Mit der App Civilisations AR der BBC für iOS und für Android lassen sich historische Fundstücke ins Wohnzimmer zaubern. Und Fans der Raumfahrt können mit Apollo’s Moon Shot AR für iOS und für Android die legendäre Nasa-Mondmission nacherleben. Alle drei Apps gibt es zumindest auf Englisch.

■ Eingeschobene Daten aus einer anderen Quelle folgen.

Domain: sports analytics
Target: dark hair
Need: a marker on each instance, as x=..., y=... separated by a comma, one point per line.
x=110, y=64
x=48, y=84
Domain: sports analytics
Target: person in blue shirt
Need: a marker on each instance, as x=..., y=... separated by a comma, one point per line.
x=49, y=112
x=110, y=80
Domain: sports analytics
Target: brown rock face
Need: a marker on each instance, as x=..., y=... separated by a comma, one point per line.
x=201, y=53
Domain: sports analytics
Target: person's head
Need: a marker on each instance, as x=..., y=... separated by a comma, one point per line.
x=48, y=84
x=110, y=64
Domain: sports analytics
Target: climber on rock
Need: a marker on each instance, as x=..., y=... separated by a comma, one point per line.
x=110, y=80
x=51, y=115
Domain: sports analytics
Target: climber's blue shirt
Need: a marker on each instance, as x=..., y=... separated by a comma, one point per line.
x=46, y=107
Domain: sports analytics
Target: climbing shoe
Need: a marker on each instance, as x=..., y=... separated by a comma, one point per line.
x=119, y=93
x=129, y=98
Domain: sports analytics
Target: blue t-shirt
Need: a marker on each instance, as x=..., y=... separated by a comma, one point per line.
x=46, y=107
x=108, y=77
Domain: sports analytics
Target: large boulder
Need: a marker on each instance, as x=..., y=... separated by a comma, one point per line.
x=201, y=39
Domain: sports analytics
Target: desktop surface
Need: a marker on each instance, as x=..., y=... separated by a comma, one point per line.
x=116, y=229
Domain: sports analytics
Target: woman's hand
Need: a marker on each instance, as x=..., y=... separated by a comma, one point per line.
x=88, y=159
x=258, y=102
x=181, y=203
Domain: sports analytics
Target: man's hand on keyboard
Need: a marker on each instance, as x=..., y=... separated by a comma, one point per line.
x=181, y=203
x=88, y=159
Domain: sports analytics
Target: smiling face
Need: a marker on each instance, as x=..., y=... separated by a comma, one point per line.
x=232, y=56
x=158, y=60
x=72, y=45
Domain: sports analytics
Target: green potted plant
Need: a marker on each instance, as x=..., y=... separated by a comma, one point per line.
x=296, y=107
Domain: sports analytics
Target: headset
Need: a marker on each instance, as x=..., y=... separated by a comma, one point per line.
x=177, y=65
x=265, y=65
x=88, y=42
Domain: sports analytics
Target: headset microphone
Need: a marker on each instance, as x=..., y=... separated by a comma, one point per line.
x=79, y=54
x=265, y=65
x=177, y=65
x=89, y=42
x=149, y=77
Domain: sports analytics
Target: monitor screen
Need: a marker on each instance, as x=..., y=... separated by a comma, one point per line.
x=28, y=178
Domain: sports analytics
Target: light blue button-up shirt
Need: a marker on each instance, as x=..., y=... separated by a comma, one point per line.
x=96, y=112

Die Sprachlern-App Mondly – erhältlich für iOS und für Android – umfasst Kurse für 33 Sprachen, darunter auch kostenlose. Dank AR erscheint hier nicht nur die Sprachlehrerin virtuell im Zimmer, sondern auch zu den Vokabeln passende Tiere oder Gegenstände.

Pflanzen- und Gartenfreunde sollten die iOS-Apps iScape und Plantale (englisch, rund 1 Euro) ausprobieren. Damit kann man seine Wunsch-Beete im Voraus planen oder spielerisch mehr über das Innenleben seiner Zimmerpflanzen erfahren.

Kinder lassen sich mit dem AR-Spiel Harry Potter: Wizards Unite (für iOS und für Android) begeistern. Und mit der App Quiverfür iOS und für Android) können Eltern vorgedruckte Ausmalbilder auf dem Smartphone-Bildschirm zum Leben erwecken.

Woraus besteht die Erde? Die Augmented Reality-App Jigspace (nur für iOS) ist eine Lern-App, mit der sich vor allem virtuelle Gegenstände aus den Bereichen Naturwissenschaft, Medizin und Erfindungen in der eigenen Wohnung darstellen lassen.
Woraus besteht die Erde? Die Augmented Reality-App Jigspace (nur für iOS) ist eine Lern-App, mit der sich vor allem virtuelle Gegenstände aus den Bereichen Naturwissenschaft, Medizin und Erfindungen in der eigenen Wohnung darstellen lassen. © PR | pr

Über Google-Suche: Tiere virtuell in die Wohnung holen

Augmented Reality (AR) lässt sich auch ohne spezielle App erleben. Die allseits bekannte Google-Suche auf dem Smartphone beispielsweise unterstützt erweiterte Realität bei einer Auswahl an Suchbegriffen. Das klappt in der Praxis sehr gut und umfasst zahlreiche lebende und Urzeit-Tiere, Planeten oder Anatomie-Begriffe. Alle möglichen Suchbegriffe findet man in dieser Google-Übersichtsliste.

Der Weg zu den 3D-Modellen ist einfach: Nach Eintippen der Suchanfrage taucht in den Suchergebnissen eine Infobox auf. Darin tippt man auf den Knopf „In 3D ansehen“. Um das 3D-Modell im die eigene Umgebung zu übertragen, genügt ein Tipp auf „Bei mir ansehen“. Unterstützt werden viele Smartphones ab Android 7 oder iOS 11.